Du sursis au sursaut



Tribune de Claude Nicolet, Secrétaire national en charge de la Citoyenneté et de la Laïcité, parue dans la rubrique Figarovox du Figaro.fr, mercredi 21 janvier 2015.


Les heures tragiques que la France vient de traverser, l'ampleur de la réaction du peuple français ont permis de lancer un certain nombre de débats qu'il était littéralement interdit d'ouvrir dans notre pays jusqu'à présent. Où, à tout le moins, étions nous ringardisés, renvoyés aux placards de l'histoire; au mieux on vous considérait avec un peu de pitié, comme une relique, un vestige d'un temps très ancien n'ayant plus aucune utilité, même décorative. Je me souviens des insultes reçues lors de la campagne contre le traité de Maastricht («Nationalistes, fascistes, mélange des voix avec le FN…»), de celles reçues en 1986 lorsque Jean-Pierre Chevènement avait demandé l'apprentissage de la Marseillaise à l'école, ou des noms d'oiseaux lors de l'épisode des sauvageons en 97/98…

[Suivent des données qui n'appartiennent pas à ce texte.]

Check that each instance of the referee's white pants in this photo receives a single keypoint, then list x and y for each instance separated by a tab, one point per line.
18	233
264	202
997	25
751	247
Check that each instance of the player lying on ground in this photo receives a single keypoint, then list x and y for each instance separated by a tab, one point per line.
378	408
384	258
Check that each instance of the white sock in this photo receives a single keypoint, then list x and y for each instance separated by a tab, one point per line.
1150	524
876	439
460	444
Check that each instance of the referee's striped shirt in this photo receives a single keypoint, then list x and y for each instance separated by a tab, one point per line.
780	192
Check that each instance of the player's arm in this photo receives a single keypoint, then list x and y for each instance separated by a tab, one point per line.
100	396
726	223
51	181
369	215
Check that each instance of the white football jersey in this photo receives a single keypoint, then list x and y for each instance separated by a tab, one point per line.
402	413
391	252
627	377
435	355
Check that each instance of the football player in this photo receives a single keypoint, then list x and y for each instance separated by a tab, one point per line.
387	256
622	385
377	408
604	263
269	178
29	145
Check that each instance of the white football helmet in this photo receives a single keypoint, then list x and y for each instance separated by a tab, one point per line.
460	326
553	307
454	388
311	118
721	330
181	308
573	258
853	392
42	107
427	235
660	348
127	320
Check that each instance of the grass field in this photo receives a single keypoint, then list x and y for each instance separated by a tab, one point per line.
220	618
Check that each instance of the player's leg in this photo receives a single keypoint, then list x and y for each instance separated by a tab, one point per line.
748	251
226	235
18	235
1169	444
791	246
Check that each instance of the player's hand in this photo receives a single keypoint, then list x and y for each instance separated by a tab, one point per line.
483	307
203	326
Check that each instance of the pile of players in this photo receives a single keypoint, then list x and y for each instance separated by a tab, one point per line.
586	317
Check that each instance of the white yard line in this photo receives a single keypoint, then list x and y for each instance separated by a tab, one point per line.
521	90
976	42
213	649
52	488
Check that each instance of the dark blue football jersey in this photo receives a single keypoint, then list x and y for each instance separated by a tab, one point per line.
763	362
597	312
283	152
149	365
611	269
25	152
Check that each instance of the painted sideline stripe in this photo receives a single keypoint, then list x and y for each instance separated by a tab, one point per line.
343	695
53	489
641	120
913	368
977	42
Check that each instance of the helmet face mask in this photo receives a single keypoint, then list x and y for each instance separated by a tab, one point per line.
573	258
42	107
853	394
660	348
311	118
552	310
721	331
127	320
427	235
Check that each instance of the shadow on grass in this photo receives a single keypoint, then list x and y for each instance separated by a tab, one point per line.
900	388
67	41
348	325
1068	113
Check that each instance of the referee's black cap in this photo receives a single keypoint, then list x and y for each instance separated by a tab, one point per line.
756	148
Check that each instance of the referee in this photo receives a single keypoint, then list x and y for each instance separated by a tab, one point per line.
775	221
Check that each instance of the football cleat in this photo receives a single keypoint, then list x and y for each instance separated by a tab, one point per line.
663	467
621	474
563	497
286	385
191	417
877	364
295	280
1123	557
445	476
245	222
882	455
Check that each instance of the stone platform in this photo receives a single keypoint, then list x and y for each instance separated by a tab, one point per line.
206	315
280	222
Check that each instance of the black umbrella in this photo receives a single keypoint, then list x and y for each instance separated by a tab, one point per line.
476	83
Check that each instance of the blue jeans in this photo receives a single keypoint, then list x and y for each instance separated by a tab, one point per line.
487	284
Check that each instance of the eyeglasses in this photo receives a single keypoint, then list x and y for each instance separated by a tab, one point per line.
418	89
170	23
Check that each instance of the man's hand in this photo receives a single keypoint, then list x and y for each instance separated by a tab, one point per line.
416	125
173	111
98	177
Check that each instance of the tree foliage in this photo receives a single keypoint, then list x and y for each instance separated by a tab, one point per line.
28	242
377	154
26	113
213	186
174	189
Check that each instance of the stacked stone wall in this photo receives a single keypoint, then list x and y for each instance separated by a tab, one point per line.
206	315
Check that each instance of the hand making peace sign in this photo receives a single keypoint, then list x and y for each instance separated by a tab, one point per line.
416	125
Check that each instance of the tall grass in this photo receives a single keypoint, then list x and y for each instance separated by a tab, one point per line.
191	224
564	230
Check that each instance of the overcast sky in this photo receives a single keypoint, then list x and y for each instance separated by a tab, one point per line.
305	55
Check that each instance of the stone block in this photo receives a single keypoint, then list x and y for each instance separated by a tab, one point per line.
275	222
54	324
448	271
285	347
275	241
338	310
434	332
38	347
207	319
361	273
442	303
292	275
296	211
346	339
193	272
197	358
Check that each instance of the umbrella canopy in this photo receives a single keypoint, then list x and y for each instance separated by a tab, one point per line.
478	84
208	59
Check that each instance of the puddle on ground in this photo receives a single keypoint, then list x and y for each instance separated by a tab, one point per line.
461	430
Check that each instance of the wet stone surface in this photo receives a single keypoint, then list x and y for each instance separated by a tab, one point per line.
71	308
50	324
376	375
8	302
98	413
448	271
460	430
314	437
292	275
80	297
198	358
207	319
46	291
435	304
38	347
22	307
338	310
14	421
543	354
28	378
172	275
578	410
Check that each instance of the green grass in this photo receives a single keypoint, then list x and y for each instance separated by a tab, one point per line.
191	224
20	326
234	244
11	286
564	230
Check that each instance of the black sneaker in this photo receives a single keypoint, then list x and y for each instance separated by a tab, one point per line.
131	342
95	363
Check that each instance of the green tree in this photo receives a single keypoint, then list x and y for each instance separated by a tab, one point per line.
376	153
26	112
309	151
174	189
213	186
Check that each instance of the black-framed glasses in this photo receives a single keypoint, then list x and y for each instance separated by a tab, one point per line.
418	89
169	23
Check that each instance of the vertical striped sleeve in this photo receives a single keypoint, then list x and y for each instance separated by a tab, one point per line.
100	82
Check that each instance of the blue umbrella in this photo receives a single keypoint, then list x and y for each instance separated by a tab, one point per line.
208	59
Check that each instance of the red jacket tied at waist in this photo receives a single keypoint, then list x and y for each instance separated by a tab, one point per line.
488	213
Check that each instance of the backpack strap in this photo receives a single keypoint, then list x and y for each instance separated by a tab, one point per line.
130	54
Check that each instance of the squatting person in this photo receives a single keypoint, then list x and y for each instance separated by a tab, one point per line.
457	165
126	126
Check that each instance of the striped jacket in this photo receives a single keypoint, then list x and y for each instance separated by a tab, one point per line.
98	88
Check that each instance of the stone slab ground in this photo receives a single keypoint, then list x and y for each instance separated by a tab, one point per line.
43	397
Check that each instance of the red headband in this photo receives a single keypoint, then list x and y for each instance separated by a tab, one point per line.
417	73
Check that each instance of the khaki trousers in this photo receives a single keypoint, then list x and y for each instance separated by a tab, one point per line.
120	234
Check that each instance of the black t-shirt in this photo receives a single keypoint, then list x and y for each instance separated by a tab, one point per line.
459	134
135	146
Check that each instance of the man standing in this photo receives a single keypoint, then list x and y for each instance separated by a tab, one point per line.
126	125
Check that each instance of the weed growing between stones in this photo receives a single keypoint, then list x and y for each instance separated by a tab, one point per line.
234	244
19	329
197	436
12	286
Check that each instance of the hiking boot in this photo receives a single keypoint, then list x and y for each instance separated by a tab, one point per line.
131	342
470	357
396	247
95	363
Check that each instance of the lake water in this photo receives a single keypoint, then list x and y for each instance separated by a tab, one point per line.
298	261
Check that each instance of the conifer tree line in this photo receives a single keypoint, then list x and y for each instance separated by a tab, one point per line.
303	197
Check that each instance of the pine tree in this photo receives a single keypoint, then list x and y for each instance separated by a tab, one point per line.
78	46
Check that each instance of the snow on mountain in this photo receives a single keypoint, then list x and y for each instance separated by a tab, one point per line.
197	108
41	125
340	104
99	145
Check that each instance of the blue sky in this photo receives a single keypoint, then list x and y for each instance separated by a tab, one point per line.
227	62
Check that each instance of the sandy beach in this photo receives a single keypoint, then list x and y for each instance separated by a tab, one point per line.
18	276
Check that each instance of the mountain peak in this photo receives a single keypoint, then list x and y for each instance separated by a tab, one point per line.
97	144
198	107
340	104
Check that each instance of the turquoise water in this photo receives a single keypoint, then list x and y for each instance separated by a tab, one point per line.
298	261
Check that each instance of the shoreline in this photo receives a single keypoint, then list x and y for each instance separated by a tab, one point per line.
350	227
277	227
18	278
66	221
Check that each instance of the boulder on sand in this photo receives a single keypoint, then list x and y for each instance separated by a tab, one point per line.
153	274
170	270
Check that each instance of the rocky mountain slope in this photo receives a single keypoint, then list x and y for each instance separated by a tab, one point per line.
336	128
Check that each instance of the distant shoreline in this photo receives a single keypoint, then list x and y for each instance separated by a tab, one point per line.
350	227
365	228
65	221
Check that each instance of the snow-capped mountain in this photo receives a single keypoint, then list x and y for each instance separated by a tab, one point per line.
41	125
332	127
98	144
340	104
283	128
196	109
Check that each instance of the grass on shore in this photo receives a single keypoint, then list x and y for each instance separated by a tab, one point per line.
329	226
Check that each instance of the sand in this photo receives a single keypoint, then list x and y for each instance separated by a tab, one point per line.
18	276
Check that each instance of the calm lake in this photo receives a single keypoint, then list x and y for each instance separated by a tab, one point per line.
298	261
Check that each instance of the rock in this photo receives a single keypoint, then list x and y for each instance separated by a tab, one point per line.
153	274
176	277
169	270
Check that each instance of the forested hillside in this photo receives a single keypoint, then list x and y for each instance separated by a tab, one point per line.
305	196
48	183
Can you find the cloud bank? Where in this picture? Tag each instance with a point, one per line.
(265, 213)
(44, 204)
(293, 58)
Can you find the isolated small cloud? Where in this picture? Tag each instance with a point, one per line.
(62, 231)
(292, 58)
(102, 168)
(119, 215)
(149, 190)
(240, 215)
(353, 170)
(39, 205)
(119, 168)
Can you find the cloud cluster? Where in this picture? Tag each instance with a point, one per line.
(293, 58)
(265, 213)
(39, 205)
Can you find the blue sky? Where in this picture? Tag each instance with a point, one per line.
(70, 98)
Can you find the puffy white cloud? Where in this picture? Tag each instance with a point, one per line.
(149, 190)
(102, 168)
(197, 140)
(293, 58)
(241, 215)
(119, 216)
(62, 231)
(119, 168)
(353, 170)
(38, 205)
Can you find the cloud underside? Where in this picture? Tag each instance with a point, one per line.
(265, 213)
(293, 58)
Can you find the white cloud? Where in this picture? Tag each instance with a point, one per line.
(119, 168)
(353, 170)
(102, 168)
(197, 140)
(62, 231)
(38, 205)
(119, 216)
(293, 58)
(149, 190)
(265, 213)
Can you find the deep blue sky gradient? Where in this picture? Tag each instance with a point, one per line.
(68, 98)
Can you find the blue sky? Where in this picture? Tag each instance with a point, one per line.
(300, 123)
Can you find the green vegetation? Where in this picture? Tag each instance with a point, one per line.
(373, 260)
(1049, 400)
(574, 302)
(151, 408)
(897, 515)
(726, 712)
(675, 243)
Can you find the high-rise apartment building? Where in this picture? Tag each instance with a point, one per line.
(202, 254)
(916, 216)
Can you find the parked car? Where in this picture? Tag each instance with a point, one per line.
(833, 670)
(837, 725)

La République, la Nation, la question sociale, l'égalité, la souveraineté nationale (celle des peuples), le patriotisme, la laïcité…Tout cela avait comme un parfum d'enfance, un vague souvenir parfois teinté de nostalgie mais tellement désuet... Un mélange de Pagnol, de Péguy, de Jaurès, de Clémenceau…C'était beau mais c'était fini. Brasillach est passé par là et finalement le voyage de Sigmaringen l'a emporté sur le passage à Londres. Le mot de Malraux était donc vrai, de Gaulle n'avait fait que «porter pendant quarante ans, le cadavre de la France.»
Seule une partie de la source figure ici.